Before coming to Korea I had heard about other teachers talking about the trash and recycling situation in Korea but until I arrived I didn't realize how different it was from back in the United States. I was thinking that Korea was progressive to have separate trash and recycling, but the first time I walked to the dumpster I was overwhelmed.
Guess which one bin pictured above is the trash? The answer is none of them; there are six kinds of recycling, including three kinds of plastic! Koreans just throw the trash on the street, but it can’t be in any bag. Your neighborhood has specific trash bags you must pay for (like $1 for a stack) but I still feel wasteful double bagging all the convenience store bags I was collecting for trash bags.
Speaking of convenience stores, they are everywhere. Seriously every block and Seoul blocks are tiny. I frequent all of them and Korean snacks have such variety. They have lots of fun flavors and I’m having a wonderful time trying them all. Food in general is tasty, flavorful, spicy, and inexpensive for the most part.

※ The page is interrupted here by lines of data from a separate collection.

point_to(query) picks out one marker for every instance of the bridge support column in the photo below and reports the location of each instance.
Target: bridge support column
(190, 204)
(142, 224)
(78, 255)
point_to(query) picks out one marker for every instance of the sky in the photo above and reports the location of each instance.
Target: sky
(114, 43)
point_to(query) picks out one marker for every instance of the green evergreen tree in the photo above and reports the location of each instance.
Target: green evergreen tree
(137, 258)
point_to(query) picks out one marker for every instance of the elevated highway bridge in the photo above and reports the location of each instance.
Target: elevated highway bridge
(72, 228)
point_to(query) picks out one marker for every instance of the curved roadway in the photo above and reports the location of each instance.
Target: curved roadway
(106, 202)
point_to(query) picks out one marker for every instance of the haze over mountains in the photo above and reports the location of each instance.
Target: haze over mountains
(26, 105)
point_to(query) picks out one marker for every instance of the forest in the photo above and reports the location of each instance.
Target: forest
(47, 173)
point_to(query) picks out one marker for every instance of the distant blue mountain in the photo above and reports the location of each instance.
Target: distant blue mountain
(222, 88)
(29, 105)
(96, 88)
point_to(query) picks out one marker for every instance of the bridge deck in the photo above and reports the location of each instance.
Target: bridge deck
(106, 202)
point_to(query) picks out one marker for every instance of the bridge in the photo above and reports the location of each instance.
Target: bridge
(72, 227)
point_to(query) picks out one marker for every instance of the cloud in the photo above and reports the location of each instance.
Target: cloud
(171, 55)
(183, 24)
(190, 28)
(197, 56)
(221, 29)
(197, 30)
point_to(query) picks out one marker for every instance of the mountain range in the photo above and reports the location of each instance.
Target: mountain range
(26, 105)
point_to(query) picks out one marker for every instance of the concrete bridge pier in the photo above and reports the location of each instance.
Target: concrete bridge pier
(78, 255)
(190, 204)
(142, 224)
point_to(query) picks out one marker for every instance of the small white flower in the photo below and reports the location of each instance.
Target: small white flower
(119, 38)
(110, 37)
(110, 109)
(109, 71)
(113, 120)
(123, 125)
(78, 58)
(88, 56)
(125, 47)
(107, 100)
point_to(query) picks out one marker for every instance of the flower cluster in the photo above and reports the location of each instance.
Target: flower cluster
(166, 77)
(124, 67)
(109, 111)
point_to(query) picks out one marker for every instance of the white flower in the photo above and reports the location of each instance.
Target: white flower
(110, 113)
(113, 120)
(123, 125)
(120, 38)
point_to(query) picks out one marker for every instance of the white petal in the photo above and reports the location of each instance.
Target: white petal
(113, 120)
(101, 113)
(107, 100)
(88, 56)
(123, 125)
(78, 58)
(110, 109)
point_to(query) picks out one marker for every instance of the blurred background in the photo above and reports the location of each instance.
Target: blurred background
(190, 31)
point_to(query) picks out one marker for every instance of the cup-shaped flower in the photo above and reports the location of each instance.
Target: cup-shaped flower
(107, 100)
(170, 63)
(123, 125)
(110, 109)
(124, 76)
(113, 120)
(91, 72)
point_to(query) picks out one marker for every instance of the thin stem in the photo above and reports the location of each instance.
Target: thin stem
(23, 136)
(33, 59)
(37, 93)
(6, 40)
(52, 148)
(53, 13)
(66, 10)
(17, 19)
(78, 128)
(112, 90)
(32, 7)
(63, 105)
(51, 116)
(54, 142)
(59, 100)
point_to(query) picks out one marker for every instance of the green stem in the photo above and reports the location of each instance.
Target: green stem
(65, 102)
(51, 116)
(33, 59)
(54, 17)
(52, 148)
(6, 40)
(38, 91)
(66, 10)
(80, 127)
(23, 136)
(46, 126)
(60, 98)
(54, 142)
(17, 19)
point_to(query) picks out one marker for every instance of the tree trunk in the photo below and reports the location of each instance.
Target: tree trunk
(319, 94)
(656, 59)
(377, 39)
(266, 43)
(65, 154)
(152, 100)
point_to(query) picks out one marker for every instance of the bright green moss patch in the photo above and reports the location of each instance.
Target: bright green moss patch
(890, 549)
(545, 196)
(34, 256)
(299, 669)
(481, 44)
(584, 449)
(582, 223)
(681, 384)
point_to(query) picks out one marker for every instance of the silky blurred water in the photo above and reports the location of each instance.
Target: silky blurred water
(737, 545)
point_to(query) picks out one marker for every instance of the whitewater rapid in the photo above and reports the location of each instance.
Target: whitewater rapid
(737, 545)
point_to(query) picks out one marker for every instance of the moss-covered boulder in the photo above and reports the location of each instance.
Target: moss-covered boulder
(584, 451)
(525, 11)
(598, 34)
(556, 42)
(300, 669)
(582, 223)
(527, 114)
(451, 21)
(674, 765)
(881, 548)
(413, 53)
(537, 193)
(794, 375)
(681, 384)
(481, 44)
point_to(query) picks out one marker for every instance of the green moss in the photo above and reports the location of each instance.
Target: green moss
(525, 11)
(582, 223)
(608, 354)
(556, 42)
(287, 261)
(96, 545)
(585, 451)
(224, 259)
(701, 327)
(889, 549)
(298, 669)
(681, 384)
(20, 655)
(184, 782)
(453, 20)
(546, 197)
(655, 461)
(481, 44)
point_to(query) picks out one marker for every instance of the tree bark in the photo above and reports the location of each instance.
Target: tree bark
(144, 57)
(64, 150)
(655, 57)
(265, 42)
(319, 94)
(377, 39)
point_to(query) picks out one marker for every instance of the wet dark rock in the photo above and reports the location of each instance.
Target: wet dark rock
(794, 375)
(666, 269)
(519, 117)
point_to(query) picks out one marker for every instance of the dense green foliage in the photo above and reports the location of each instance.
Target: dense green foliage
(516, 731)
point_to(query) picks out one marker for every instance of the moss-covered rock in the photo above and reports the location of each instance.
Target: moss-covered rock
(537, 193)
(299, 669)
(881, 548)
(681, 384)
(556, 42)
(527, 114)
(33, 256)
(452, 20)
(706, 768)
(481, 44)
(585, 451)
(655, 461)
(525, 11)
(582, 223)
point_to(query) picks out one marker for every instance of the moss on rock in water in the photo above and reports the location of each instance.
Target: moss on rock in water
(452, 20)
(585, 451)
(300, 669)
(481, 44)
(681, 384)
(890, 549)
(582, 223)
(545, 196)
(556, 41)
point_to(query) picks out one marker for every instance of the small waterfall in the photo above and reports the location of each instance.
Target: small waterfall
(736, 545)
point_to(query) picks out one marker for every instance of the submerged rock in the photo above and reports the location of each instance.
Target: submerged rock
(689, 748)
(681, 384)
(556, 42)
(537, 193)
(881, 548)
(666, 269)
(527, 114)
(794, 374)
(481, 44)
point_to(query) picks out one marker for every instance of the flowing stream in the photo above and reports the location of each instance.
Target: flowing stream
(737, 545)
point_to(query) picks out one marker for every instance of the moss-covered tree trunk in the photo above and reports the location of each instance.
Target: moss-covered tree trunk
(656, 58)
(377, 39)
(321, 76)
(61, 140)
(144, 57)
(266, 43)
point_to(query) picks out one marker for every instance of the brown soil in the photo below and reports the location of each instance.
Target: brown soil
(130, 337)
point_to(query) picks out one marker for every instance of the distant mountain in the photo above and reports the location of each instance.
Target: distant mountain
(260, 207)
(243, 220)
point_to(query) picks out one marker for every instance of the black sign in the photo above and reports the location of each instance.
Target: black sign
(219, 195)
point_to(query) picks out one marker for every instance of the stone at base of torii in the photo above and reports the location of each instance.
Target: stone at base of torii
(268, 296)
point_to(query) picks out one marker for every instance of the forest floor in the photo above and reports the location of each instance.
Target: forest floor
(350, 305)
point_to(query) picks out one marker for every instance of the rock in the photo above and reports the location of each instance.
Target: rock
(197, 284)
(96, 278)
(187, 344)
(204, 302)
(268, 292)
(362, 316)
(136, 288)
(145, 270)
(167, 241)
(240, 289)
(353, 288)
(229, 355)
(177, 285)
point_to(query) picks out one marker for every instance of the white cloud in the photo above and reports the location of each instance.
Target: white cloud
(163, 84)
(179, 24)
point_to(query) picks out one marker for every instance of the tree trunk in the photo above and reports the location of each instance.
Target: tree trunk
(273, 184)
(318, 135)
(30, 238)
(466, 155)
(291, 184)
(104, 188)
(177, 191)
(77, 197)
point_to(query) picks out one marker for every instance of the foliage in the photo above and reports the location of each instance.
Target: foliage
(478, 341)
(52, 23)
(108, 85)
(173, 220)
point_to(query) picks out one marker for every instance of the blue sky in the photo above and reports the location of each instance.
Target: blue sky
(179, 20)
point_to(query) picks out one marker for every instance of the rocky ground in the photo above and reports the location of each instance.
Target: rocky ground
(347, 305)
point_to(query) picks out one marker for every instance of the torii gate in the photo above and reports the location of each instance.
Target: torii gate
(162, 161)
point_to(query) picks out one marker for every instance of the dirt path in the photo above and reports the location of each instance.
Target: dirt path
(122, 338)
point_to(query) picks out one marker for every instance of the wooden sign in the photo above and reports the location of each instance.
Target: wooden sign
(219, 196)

A store to look out for is called Daiso. Locations are plentiful and you can find various household items here for very cheap, think $1-$5 store.
5. Filling Out Information For Your Alien Registration Card
When I was filling out the information for my Alien Registration Card at the immigration office I requested it be sent to my apartment only to find out that it got bounced back. I’m guessing I wrote my address wrong because I had no practice writing it previously and I hadn’t actually moved in yet. To be safe when filling out this information I recommend having your card be mailed either to your school, or going back to the immigration office and picking it up yourself. The one drawback of going back to pick it up in person is that you may have to wait in a long line. I was very close to having to pay for another medical exam because I was a day away from expiration.
I hope these tips have been useful and will help make your first days in Korea a little easier.